Electrical Impedance
“We teach the engineers medicine and they teach us electronic circuitry. It’s a whole bunch of people learning all the time. We feel like there’s nothing we can’t do.” Ron Davis
Electrical engineers are providing the next step by measuring electrical impedance (the amount of electrical resistance) in ME/CFS patients’ cells.
This tool was produced using nano fabrication. About the size of a dime, it needs a 1/10th of a drop of blood to function. In order to account for cell movement, 2500 electrodes placed 100 nm apart measure the electrical current in the cell. How big is a nanometer? It takes an electron microscope to distinguish a nanometer and those little electrodes – you can’t see them either.

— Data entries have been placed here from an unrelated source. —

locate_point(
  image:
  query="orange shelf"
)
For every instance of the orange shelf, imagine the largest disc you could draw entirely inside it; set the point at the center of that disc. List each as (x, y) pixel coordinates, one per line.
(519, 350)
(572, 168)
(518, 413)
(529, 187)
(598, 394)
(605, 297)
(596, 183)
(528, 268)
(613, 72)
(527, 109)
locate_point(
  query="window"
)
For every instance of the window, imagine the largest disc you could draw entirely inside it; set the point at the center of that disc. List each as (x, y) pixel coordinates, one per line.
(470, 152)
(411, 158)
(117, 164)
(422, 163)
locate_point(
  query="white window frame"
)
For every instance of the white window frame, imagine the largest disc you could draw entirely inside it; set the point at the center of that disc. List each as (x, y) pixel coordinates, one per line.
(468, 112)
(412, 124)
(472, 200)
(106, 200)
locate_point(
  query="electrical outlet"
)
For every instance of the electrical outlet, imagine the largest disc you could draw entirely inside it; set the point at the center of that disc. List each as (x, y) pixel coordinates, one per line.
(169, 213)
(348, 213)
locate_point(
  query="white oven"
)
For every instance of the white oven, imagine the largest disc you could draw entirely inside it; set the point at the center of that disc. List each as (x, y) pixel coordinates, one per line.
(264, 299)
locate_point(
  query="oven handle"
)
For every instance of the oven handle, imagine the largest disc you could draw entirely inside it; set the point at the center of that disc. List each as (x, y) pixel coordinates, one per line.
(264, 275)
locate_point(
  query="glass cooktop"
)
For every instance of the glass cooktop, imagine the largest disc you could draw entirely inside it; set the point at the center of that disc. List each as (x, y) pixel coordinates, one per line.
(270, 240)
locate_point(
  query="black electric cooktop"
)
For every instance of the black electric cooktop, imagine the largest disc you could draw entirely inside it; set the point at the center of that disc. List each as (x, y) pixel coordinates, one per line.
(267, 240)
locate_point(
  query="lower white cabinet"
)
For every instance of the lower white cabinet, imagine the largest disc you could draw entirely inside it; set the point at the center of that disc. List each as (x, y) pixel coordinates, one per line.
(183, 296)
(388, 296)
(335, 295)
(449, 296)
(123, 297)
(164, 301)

Electrical impedance rises in ME/CFS patients cells after they are stressed
These electrodes aren’t only small – they’re blazingly fast – making 200 measurements per second. By using a 3-D inkjet printer – the next step – Davis will be able to print out this tool at an amazingly cheap cost – just $.10 a sample.
Davis said electrical impedance is increased in cancerous cells and cells infected with bacteria, probably because the cells are dying. ME/CFS patients’ cells are not in such bad shape at rest, but when Davis puts them under salt stress their electrical impedance increases as well. Cells from healthy controls, on the other hand, show normal levels of electrical impedance under salt stress.
Davis’s recent finding of reduced electrical impedance levels in a chronic fatigue syndrome patient (ME/CFS) who is still working and is pretty functional suggested that he may be getting at a core part of the disease. Next Davis will look at a range of subjects including a student who had ME/CFS and is now recovered. If the cells from the recovered student – who can now run 10 miles at a time – also have increased impedance, Davis may have uncovered a hidden weakness that predisposes people to ME/CFS. He will also start doing the test in people with different kinds of fatigue including people with overtraining syndrome.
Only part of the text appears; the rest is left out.